What this PR does / why we need it:

This PR delivers key reliability fixes and declarative GitOps enhancements to the Hyperledger Bevel Fabric Operator and its corresponding kubectl-hlf CLI plugin:

  1. Race Condition & File Descriptor Leak Fix:
    • The Bug: The operator occasionally failed to initialize the Fabric CA client with the error Failed to get client TLS config: Failed to process certificate from file .... This was caused by the temporary CA certificate file not being flushed and closed before passing its path to the underlying Fabric-CA SDK library.
    • The Fix: Ensures the file is flushed and closed, ensuring data integrity before the library reads it.
  2. Disk Leak Fix:
    • The Bug: Temporary certificate files were being generated in the system's root /tmp directory and were never cleaned up, resulting in long-term disk leaks.
    • The Fix: Relocates temporary file generation to the managed caHomeDir where the operator's existing cleanup routine takes care of automatic pruning.
  3. Declarative GitOps & CA Certificate Rotation Support (kubectl-hlf CLI):
    • Enhancement: Previously, the kubectl-hlf CLI commands (for peers, orderers, and identities) imperatively fetched the target CA, read its .status.tlsCert, and embedded it as a static base64-encoded cacert block.
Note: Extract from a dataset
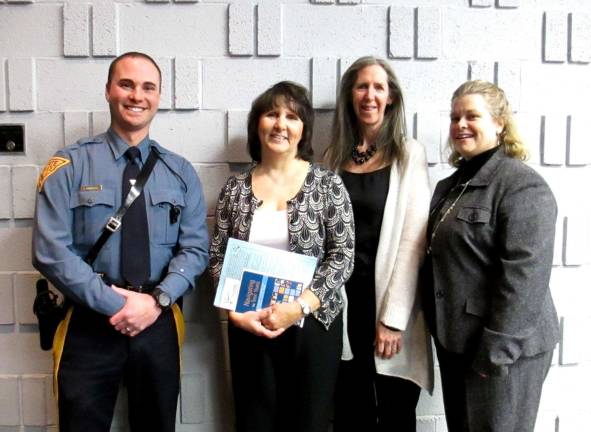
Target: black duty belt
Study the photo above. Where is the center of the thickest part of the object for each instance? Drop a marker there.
(145, 288)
This broke declarative/GitOps pipelines (like ArgoCD) because resources could not be template-generated or applied before the CA was fully up and running.
    • The Solution: Updated kubectl hlf peer create, kubectl hlf ordnode create, kubectl hlf identity create, and kubectl hlf identity update to natively output a secretRef pointing to the CA's deterministic <ca-name>--tls-cryptomaterial secret (under key tls.crt).
    • To prevent schema validation issues with the CRD spec, cacert is preserved as an explicit empty string (""). This enables true offline manifest rendering and automatic CA certificate rotation!
  4. Helm Installation Reference Updates:
    • Fix: Corrected the legacy Helm installation repository endpoints in README.md to point to the new officially-managed hyperledger-bevel charts registry (https://hyperledger-bevel.github.io/bevel-operator-fabric/) instead of the deprecated kfsoftware endpoints.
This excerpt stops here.